To sum up: Randy Moss will finish his career in the top 10 of every meaningful receiver statistic. His first five and first ten seasons are all top five except for receptions in the ten year group. He led the league in receiving touchdowns five times, and one of those was good enough to lead the league in touchdowns period. He was top five in yardage seven times. He’s even thrown the ball 8 times; in perhaps the most unfair comparison you’ll ever see on this site, his career QB rating puts him ahead of guys like Peyton Manning, Drew Brees, Joe Montana, etc. He is an all-time great and I’m not sure how you would argue it.

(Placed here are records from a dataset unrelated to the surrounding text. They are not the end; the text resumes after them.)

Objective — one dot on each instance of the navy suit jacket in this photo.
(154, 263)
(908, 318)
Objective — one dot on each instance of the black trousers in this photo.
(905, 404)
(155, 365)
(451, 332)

Of course, he lacks the ‘intangibles’. He had some personality issues, police issues, and for a guy who’s second in all-time receiving yards he apparently didn’t try especially hard. He also doesn’t have a Super Bowl ring. But I think Dan Marino is plenty of evidence that you can be widely accepted as great if you have enough stats without a ring. And Moss probably did benefit his teammates quite a bit with his ability to draw the defense. Is Moss the best receiver ever to play the game? It’s hard to argue that he’s better than Jerry Rice, or perhaps even a guy like Reggie Wayne or Marvin Harrison. Of course, he never had a Peyton Manning or Steve Young throwing him the ball either. If you had to pick the 10 best receivers to ever play in the NFL, I don’t know how you’d make that list without Randy Moss.